L'organisme canadien de surveillance de la concurrence a annoncé qu'il s'opposerait à la contestation constitutionnelle de Google dans une affaire alléguant que le géant technologique a abusé de sa position dominante sur le marché de la publicité en ligne.
De nouveaux documents déposés dans cette affaire indiquent que le Bureau de la concurrence demandera au Tribunal de la concurrence de rejeter la requête de Google visant à intenter une contestation constitutionnelle, la jugeant prématurée et sans fondement.
Les contestations constitutionnelles remettent en question des actes susceptibles de porter atteinte aux droits et libertés d'une personne et créent souvent un précédent.

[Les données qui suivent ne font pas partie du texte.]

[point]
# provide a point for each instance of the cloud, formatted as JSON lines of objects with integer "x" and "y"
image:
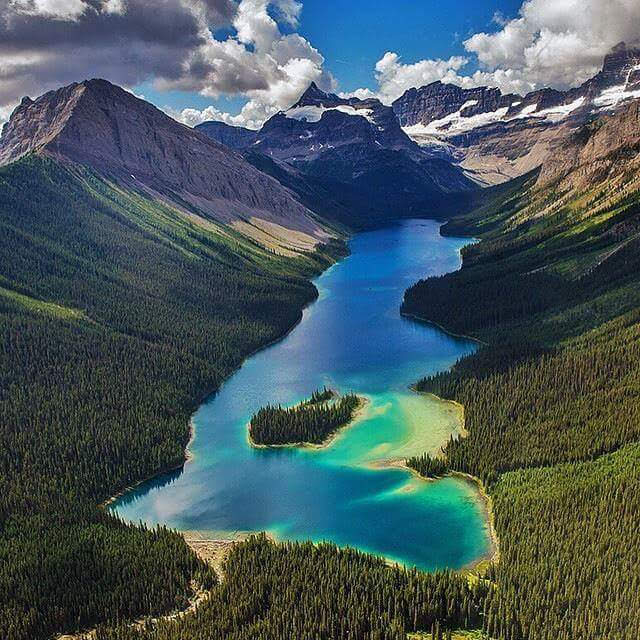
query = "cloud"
{"x": 48, "y": 43}
{"x": 394, "y": 77}
{"x": 557, "y": 43}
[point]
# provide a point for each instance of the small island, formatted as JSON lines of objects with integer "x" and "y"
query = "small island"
{"x": 428, "y": 466}
{"x": 312, "y": 422}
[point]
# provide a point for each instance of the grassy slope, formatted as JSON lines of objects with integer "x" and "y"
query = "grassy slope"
{"x": 117, "y": 315}
{"x": 552, "y": 406}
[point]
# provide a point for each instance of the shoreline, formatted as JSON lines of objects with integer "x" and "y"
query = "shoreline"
{"x": 188, "y": 455}
{"x": 358, "y": 415}
{"x": 413, "y": 316}
{"x": 492, "y": 554}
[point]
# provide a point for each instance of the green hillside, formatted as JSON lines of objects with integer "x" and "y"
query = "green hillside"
{"x": 552, "y": 403}
{"x": 117, "y": 316}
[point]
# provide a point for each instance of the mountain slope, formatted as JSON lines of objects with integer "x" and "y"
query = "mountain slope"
{"x": 101, "y": 126}
{"x": 118, "y": 314}
{"x": 354, "y": 149}
{"x": 552, "y": 401}
{"x": 495, "y": 137}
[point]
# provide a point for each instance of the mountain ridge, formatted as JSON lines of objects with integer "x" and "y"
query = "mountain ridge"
{"x": 99, "y": 125}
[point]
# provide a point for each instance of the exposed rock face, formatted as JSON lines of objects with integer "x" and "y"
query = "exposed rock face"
{"x": 103, "y": 127}
{"x": 354, "y": 148}
{"x": 495, "y": 137}
{"x": 437, "y": 100}
{"x": 228, "y": 135}
{"x": 596, "y": 151}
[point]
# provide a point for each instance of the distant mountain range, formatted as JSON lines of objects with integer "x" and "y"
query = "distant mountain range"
{"x": 98, "y": 125}
{"x": 355, "y": 149}
{"x": 326, "y": 160}
{"x": 440, "y": 135}
{"x": 495, "y": 137}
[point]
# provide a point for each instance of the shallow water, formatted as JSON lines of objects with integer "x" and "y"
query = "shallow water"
{"x": 352, "y": 338}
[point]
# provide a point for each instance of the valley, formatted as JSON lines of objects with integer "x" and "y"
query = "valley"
{"x": 459, "y": 265}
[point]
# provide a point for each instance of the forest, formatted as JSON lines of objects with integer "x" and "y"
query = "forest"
{"x": 552, "y": 407}
{"x": 312, "y": 421}
{"x": 428, "y": 466}
{"x": 117, "y": 316}
{"x": 302, "y": 590}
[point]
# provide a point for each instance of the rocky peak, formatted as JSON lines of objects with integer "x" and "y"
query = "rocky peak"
{"x": 101, "y": 126}
{"x": 314, "y": 96}
{"x": 439, "y": 100}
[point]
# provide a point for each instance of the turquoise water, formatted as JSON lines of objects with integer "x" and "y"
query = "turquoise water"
{"x": 351, "y": 338}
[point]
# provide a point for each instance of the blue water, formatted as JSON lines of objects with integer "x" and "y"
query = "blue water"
{"x": 351, "y": 338}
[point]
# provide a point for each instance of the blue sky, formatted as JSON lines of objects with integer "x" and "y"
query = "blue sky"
{"x": 352, "y": 35}
{"x": 353, "y": 38}
{"x": 241, "y": 61}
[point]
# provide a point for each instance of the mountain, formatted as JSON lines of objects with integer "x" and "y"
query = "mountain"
{"x": 354, "y": 149}
{"x": 495, "y": 137}
{"x": 228, "y": 135}
{"x": 98, "y": 125}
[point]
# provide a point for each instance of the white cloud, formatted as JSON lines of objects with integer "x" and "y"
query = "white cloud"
{"x": 557, "y": 43}
{"x": 271, "y": 68}
{"x": 549, "y": 43}
{"x": 56, "y": 9}
{"x": 394, "y": 77}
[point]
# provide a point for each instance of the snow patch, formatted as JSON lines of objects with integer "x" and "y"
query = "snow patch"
{"x": 555, "y": 114}
{"x": 313, "y": 113}
{"x": 613, "y": 96}
{"x": 454, "y": 123}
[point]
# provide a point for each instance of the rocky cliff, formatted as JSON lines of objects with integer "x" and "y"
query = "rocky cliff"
{"x": 495, "y": 137}
{"x": 101, "y": 126}
{"x": 354, "y": 149}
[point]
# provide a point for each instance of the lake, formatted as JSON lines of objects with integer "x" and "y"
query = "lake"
{"x": 351, "y": 339}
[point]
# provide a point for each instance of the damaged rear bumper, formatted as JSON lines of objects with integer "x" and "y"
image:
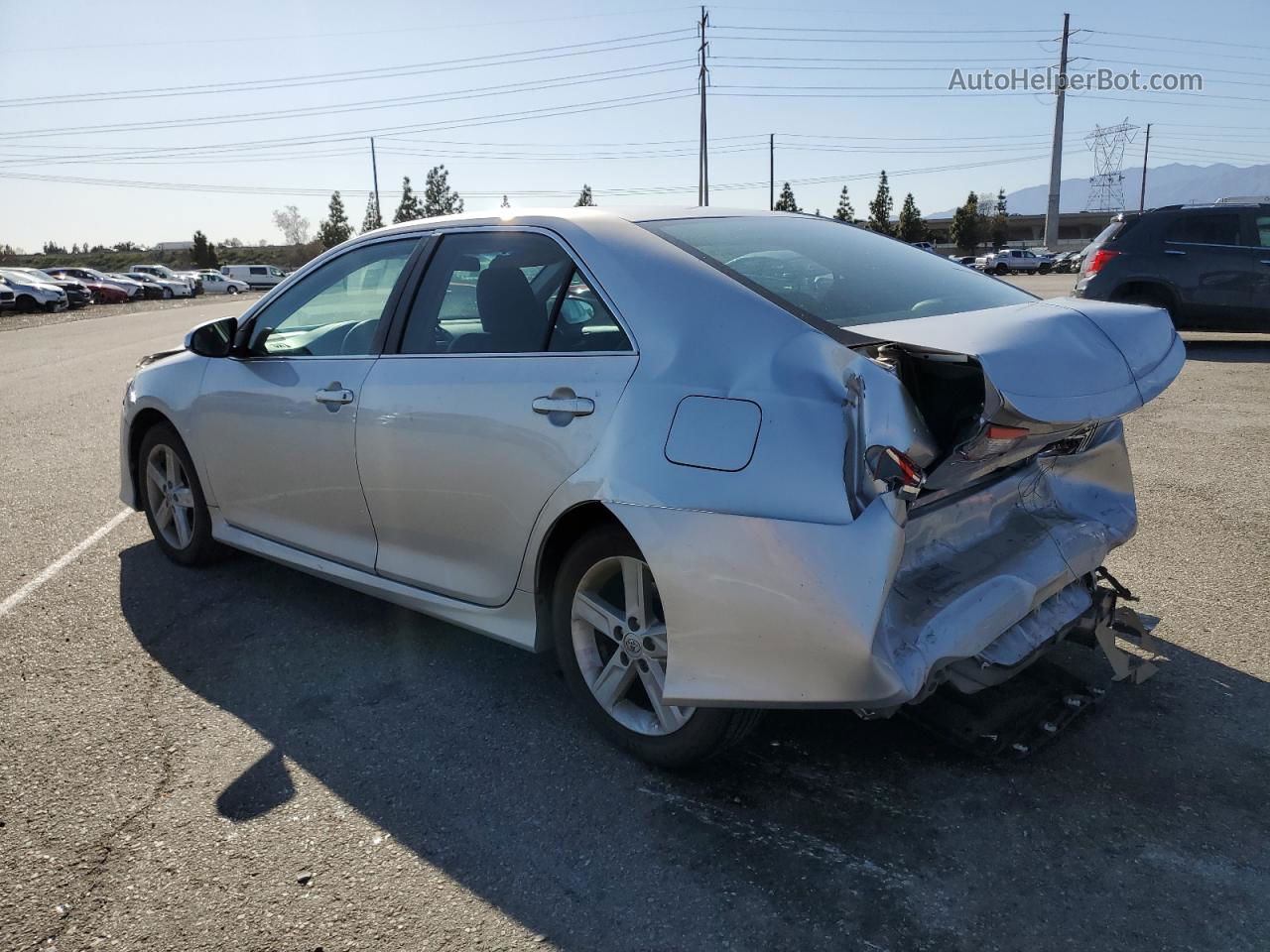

La contestation de Google vise la sanction pécuniaire que le Bureau réclame à l'entreprise technologique si elle est reconnue coupable d'abus de position dominante sur le marché de la publicité en ligne.
La sanction proposée par le Bureau sera soit trois fois supérieure à la valeur de l'avantage tiré des pratiques anticoncurrentielles présumées de Google, soit, «si ce montant ne peut être raisonnablement déterminé», 3 % du chiffre d'affaires annuel brut mondial de Google.
L'entreprise estime que la sanction serait extraordinaire et sans précédent.
«Selon son mode de calcul, la sanction pécuniaire demandée par le commissaire pourrait s'élever à des milliards de dollars si Google était jugée responsable», a mentionné l'entreprise technologique dans sa plainte.
«Cette sanction pécuniaire pourrait éclipser les profits générés par Google au Canada sur les marchés concernés et est totalement disproportionnée par rapport à toute conduite en cause dans la demande du commissaire, qui aurait pu être commise au Canada ou en relation avec ce pays», a-t-il été ajouté.
Google soutient que les sanctions violeraient également les droits de l'entreprise en vertu de la Charte canadienne des droits et libertés, ce qui nécessiterait une contestation constitutionnelle.
Certaines dispositions de la Charte qu'elle a citées stipulent que chacun a droit à la vie, à la liberté et à la sécurité, ainsi qu'au droit de ne pas être soumis à des «perquisitions ou saisies abusives».
Le Bureau de la concurrence n'est toutefois pas d'accord. Il a qualifié le projet de contestation de Google d'erroné, car la décision finale quant au montant que l'entreprise pourrait payer relève d'un tribunal, qui n'a même pas déterminé si Google a abusé de sa position.
«En réalité, Google cherche à obtenir du tribunal qu'il statue que ses droits ont été violés sur la base d'une possibilité hypothétique, plutôt que d'une violation réelle», indique le document déposé par le Bureau.
La bataille autour d'une éventuelle contestation constitutionnelle est le dernier développement d'une affaire qui a débuté en novembre, lorsque le Bureau a intenté une action en justice contre Google.
Le Bureau accusait Google d'avoir illégalement lié ses outils technologiques publicitaires — DoubleClick for Publishers, AdX, Display & Video 360 et Google Ad — afin de maintenir sa domination du marché.
Le Bureau jugeait que les outils qui aident à gérer l'inventaire publicitaire, facilitent les achats ou servent d'intermédiaire entre acheteurs et vendeurs conféraient à Google une part de marché de 90 % sur les serveurs publicitaires des éditeurs. Il estime que l'entreprise contrôle 70 % des réseaux d'annonceurs, 60 % des plateformes à la demande et 50 % des plateformes d'échange d'annonces.
Cette domination a découragé la concurrence, freiné l'innovation, gonflé les coûts publicitaires et réduit les revenus des éditeurs, selon le Bureau.
Pour atténuer ces problèmes, le Bureau souhaite que le tribunal ordonne à Google de vendre son serveur publicitaire DoubleClick for Publishers et sa plateforme d'échange d'annonces AdX.
Lors du dépôt de la plainte, Dan Taylor, vice-président de la publicité mondiale chez Google, a avancé que la plainte du Bureau «ignore la concurrence intense dans laquelle acheteurs et vendeurs de publicités ont l'embarras du choix».